Streaming latency spikes: receive loop processes all buffered frames before yielding #879

@SeaOtocinclus

Description

@SeaOtocinclus

poll2() tight loop can bypass Tokio cooperative scheduling — exploring yield-between-frames for streaming workloads

Summary

On long-lived streaming connections (SSE, gRPC streaming, IoT feeds), I'm seeing a bimodal inter-frame latency pattern with h2: frames delivered within a TCP burst arrive in microseconds, but the gap between bursts can be hundreds of milliseconds.

From reading the code path, a likely contributor is that Connection::poll2() will process all already-buffered frames in one poll loop before yielding back to the runtime. In bursty conditions this can:

  • monopolize the connection task for the duration of the burst,
  • delay poll_complete() (and therefore flushing WINDOW_UPDATEs),
  • reduce fairness vs other tasks on the same Tokio runtime.

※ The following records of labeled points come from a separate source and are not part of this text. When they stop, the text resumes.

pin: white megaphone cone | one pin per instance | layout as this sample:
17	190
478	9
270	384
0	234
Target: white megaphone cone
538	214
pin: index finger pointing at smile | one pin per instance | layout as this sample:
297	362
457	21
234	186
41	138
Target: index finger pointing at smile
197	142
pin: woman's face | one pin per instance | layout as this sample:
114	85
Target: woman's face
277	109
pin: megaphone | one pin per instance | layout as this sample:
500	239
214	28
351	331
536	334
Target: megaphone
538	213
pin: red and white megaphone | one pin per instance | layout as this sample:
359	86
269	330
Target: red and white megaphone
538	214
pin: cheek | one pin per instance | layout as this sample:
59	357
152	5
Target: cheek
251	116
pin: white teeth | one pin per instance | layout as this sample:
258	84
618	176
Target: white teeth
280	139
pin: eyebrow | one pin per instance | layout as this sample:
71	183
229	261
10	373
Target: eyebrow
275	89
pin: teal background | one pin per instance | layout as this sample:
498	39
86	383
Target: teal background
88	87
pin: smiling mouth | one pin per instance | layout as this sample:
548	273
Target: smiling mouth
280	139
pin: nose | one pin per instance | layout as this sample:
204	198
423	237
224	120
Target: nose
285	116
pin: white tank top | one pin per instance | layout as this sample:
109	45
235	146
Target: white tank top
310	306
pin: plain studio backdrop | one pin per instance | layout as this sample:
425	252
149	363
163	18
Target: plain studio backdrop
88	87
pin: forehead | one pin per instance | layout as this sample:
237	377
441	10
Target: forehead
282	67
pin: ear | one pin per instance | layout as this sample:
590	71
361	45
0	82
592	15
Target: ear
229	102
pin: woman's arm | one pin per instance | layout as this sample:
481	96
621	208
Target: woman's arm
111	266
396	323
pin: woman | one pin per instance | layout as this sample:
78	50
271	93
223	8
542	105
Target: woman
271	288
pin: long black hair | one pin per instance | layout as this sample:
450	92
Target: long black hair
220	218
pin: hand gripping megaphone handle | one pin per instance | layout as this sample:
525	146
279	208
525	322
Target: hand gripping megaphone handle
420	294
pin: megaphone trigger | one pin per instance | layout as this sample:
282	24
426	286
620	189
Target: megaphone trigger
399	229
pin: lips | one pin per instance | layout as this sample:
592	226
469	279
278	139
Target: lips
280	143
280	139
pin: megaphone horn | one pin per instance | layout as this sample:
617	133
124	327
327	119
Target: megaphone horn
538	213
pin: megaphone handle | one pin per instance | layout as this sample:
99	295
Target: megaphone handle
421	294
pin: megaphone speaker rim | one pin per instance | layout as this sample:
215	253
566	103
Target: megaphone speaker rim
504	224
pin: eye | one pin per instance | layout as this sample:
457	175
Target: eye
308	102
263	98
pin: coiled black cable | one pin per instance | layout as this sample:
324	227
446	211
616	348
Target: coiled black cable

This is great for throughput / request-response, but can be awkward for high-frequency small-message streaming where tail latency matters more than peak throughput. I'm exploring whether an opt-in or ecosystem-standard yielding approach makes sense here, and would love maintainer guidance on preferred direction.

Evidence

All runs use tcp_nodelay(true) (so this shouldn't be Nagle-related; cf. hyper #3187 discussions). Same sender, same wire data.

Benchmark results (200s, 324K+ samples each)

Measured inter-arrival time between consecutive body.frame().await returns on the receiver.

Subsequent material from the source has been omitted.